City :  SADIQABAD, PAKISTAN
Latitude (from google) : 28.1700 N  
Tilt Angle for Winter= (28.17 x 0.89) +24 degree  = 49.07 
                               = Say 49 degree  from horizon or   (90- 49 = 41 degree) from the vertical
Tilt Angle for Summer= (28.17 x 1.05) -24.3 degree  = 5.27 
                                = Say 5 degree from horizon or (90-5 = 85 degree) from the vertical
Tilt Angle for Spring & Fall=  (28.17 x 0.98)-2.3 = 25.306
                                 =  Say 25 degree   from horizon or (90- 25 = 65 degree) from the vertical


As these solar panels i intend to install in Karachi so:

City :  KARACHI, PAKISTAN
Latitude (from google) : 24.8508 N  
Tilt Angle for Winter= (24.8508 x 0.89) +24 degree  = 46.11  = Say 46 degree  (90-46 = 44 degree )
Tilt Angle for Summer= (24.8508 x 1.05) -24.3 degree  = 1.79  = Say 1.8 degree (90-1.8=88.2 degree)
Tilt Angle for Spring & Fall=  (24.8508 x 0.98)-2.3 =  Say 23 degree

Testing the Solar Tracking module

Here is a brief video of solar tracking module.

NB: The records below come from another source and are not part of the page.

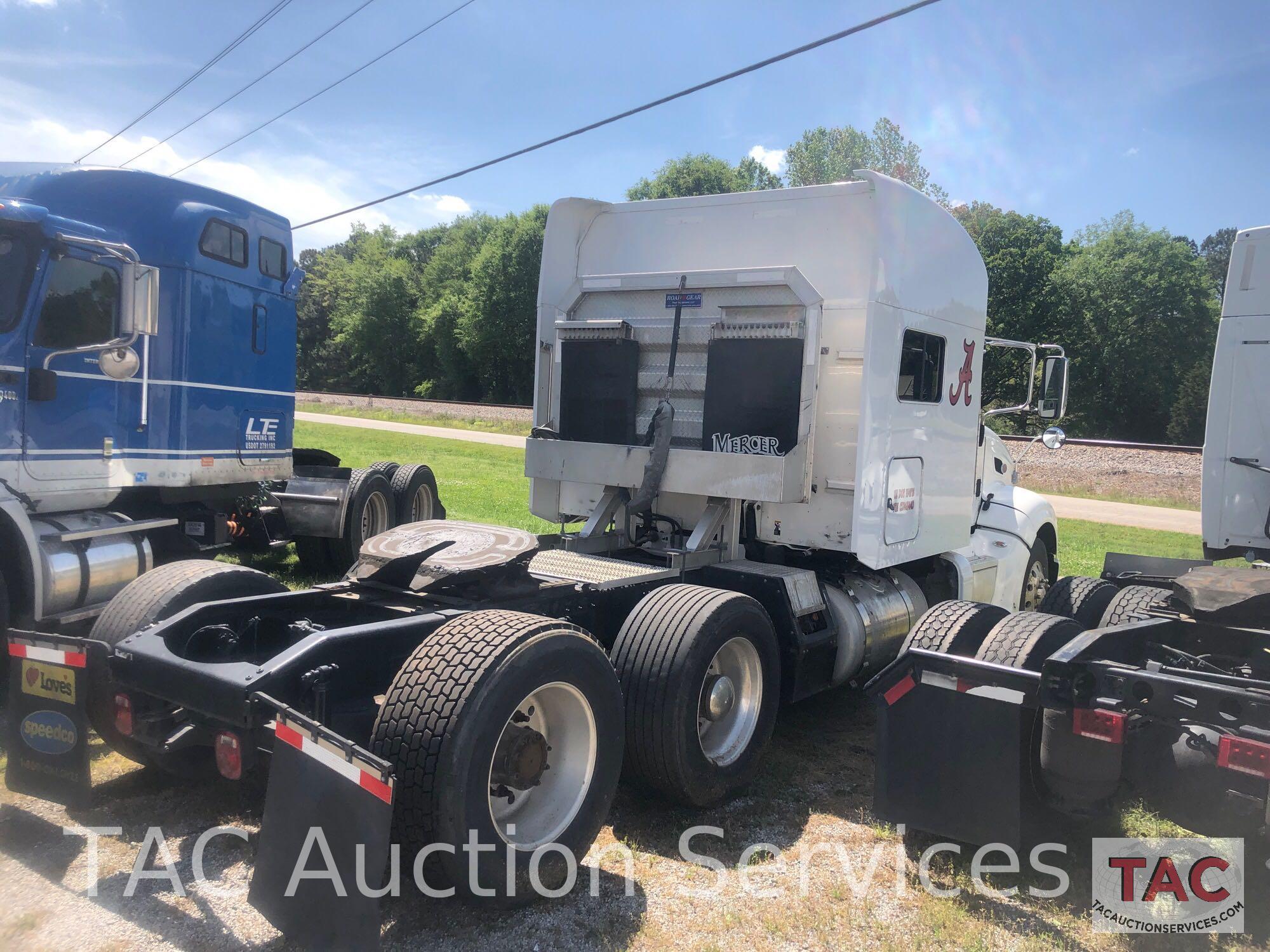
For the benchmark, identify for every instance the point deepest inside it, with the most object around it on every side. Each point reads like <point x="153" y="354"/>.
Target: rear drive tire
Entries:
<point x="369" y="513"/>
<point x="702" y="676"/>
<point x="954" y="628"/>
<point x="1132" y="605"/>
<point x="415" y="491"/>
<point x="150" y="598"/>
<point x="476" y="711"/>
<point x="1080" y="598"/>
<point x="1027" y="639"/>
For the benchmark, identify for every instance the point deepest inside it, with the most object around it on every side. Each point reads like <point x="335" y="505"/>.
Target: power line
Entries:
<point x="274" y="12"/>
<point x="326" y="89"/>
<point x="664" y="101"/>
<point x="264" y="76"/>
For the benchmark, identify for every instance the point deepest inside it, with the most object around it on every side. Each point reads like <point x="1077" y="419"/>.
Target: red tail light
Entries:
<point x="1099" y="725"/>
<point x="124" y="715"/>
<point x="229" y="756"/>
<point x="1244" y="756"/>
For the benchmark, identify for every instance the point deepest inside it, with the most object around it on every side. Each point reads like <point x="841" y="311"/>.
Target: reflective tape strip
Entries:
<point x="900" y="689"/>
<point x="308" y="746"/>
<point x="966" y="687"/>
<point x="34" y="653"/>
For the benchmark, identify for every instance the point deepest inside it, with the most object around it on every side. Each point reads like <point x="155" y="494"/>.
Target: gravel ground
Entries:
<point x="1130" y="475"/>
<point x="427" y="408"/>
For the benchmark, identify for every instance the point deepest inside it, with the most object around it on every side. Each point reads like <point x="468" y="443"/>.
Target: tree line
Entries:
<point x="449" y="312"/>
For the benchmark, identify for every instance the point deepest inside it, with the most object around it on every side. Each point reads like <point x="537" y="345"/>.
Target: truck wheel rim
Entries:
<point x="421" y="506"/>
<point x="1036" y="590"/>
<point x="375" y="516"/>
<point x="731" y="699"/>
<point x="531" y="818"/>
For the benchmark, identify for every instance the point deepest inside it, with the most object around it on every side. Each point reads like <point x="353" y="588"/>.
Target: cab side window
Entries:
<point x="224" y="243"/>
<point x="274" y="260"/>
<point x="921" y="369"/>
<point x="82" y="305"/>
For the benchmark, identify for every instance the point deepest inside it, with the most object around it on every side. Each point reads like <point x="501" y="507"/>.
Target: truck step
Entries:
<point x="595" y="572"/>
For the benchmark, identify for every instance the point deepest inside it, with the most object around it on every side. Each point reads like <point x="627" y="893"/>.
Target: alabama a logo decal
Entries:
<point x="962" y="392"/>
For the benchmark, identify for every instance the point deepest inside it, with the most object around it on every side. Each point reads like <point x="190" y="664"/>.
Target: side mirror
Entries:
<point x="1053" y="439"/>
<point x="139" y="304"/>
<point x="41" y="385"/>
<point x="120" y="362"/>
<point x="1052" y="404"/>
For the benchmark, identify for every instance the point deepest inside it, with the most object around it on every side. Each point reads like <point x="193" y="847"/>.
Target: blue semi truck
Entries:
<point x="148" y="370"/>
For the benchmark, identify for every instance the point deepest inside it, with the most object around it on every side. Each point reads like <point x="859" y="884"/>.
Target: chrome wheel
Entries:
<point x="1034" y="588"/>
<point x="543" y="766"/>
<point x="421" y="505"/>
<point x="732" y="695"/>
<point x="375" y="516"/>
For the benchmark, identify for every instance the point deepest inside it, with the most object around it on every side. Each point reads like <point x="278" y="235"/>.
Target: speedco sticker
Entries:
<point x="49" y="682"/>
<point x="49" y="733"/>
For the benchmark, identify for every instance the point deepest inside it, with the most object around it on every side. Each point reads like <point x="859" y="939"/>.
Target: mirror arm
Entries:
<point x="93" y="348"/>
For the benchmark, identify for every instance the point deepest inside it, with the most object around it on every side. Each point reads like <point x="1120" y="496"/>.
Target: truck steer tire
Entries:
<point x="1132" y="605"/>
<point x="1027" y="639"/>
<point x="415" y="491"/>
<point x="370" y="512"/>
<point x="700" y="672"/>
<point x="1080" y="598"/>
<point x="314" y="555"/>
<point x="150" y="598"/>
<point x="1036" y="578"/>
<point x="509" y="725"/>
<point x="954" y="628"/>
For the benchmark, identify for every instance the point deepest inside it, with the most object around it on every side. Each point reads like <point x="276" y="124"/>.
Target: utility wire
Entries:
<point x="264" y="76"/>
<point x="664" y="101"/>
<point x="326" y="89"/>
<point x="274" y="12"/>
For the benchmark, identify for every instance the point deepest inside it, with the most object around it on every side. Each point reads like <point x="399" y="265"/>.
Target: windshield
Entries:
<point x="17" y="258"/>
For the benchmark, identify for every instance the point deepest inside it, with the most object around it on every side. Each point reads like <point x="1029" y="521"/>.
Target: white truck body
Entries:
<point x="852" y="270"/>
<point x="1236" y="496"/>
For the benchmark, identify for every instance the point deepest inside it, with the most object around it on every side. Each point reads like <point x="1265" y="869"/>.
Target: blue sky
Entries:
<point x="1073" y="111"/>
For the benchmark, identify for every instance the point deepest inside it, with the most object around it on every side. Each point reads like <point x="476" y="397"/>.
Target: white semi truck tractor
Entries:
<point x="759" y="423"/>
<point x="1151" y="682"/>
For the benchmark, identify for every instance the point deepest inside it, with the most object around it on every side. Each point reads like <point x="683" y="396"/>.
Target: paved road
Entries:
<point x="500" y="440"/>
<point x="1144" y="517"/>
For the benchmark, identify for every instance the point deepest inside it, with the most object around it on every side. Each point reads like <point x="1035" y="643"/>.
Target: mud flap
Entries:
<point x="956" y="748"/>
<point x="49" y="736"/>
<point x="328" y="800"/>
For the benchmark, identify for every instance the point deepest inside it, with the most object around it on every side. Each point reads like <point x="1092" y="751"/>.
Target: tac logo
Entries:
<point x="49" y="733"/>
<point x="1169" y="887"/>
<point x="49" y="682"/>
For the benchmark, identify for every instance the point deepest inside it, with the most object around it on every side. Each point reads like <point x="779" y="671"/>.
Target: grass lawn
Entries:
<point x="458" y="423"/>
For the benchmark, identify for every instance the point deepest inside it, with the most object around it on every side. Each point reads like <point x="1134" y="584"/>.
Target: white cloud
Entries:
<point x="299" y="187"/>
<point x="773" y="158"/>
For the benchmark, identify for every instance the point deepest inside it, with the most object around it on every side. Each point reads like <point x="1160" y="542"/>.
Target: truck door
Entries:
<point x="18" y="257"/>
<point x="70" y="436"/>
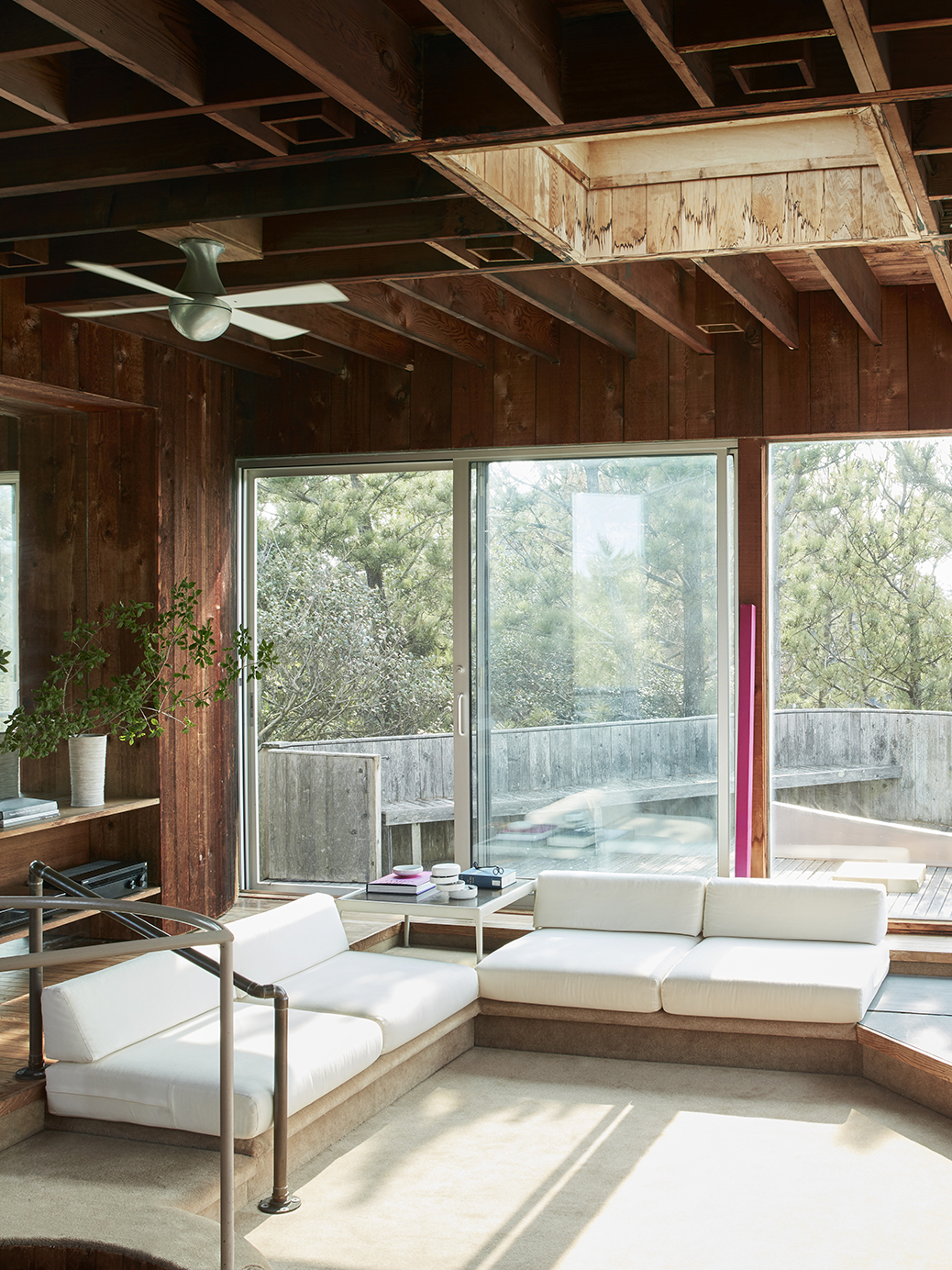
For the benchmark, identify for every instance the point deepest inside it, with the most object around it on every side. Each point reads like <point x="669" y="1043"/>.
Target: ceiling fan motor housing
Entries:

Updates on Control module and Panel Support Structure

Micro-controller modules are completed .

Solar panel structure with single-axis sun tracker installed. I have used one Car windshield motor (Rs.700), motorcycle chain sprockets set (Rs. 450)  and a second-hand car wheel hub (Rs. 1600) to make a single axis tracking hardware.

 The structure material ,assembling and painting cost was around Rs.8000.

 I have also purchased 60V 10amp MPPT charge controller (Rs.8750), However, i am seeking to purchase 60Amp 160V MPPT charge controller (TS-MPPT-60 ) through credit card from America as its not available in Pakistan.http://www.morningstarcorp.com/en/tristar%20mppt It will cost me around 550 US dollars including taxes/duties.

purchased 02 Lead Acid batteries FB make 220AH. Cost me around Rs.24000. I preferred FB because the maintenance free deep cycle batteries are quite expensive and the market is full of poor quality Chinese batteries. Later on i shall discuss on this.

Why Single Axis Sun Tracking?

After successful completion of the DC Motor controller , it is time to make the Heart of the control circuit. I have recently completed the AVR based Single Axis microcontroller circuit for Azimuth tracking of the sun.

Using dual axis solar tracking is a good idea but controlling the Altitude motor with respect to sun has very little benefit as compare to Azimuth control.Let us see the following figures for explanation:

The position of the Sun in the sky relative to an observer on Earth is defined by its altitude angle α (solar elevation angle) and its azimuth angle Ψ. The sun moving from East to West and the this angle we call it Azimuth Angle. The sun daily cover this Azimuth Angle. However, The Altitude Angle of the sun is changes throughout the year with a very very little increments during the year days.In winter the sun is more toward the Southern side and Altitude angle is small . Whereas in the summer the Altitude angle is on the extreme and sun is just traveling at the top of our head;)..

 This is the reason I prefer to use Azimuth control of my solar panels.

Here is the micro-controller(ATMEGA328P) based single axis Azimuth control circuit with East-West limit switches. In future i shall explain how will this work.

Low Cost DIY DC Motor Controller for AZIMUTH Control

Recently i designed a low cost DC motor controller using relay, MOSFET IRL540N. This circuit can handle up to 5A current and i shall use this for AZIMUTH control of my Solar Panels. I shall use wind power shield motor to run on this circuit.

This circuit is under testing with micro-controller and doing fine so far.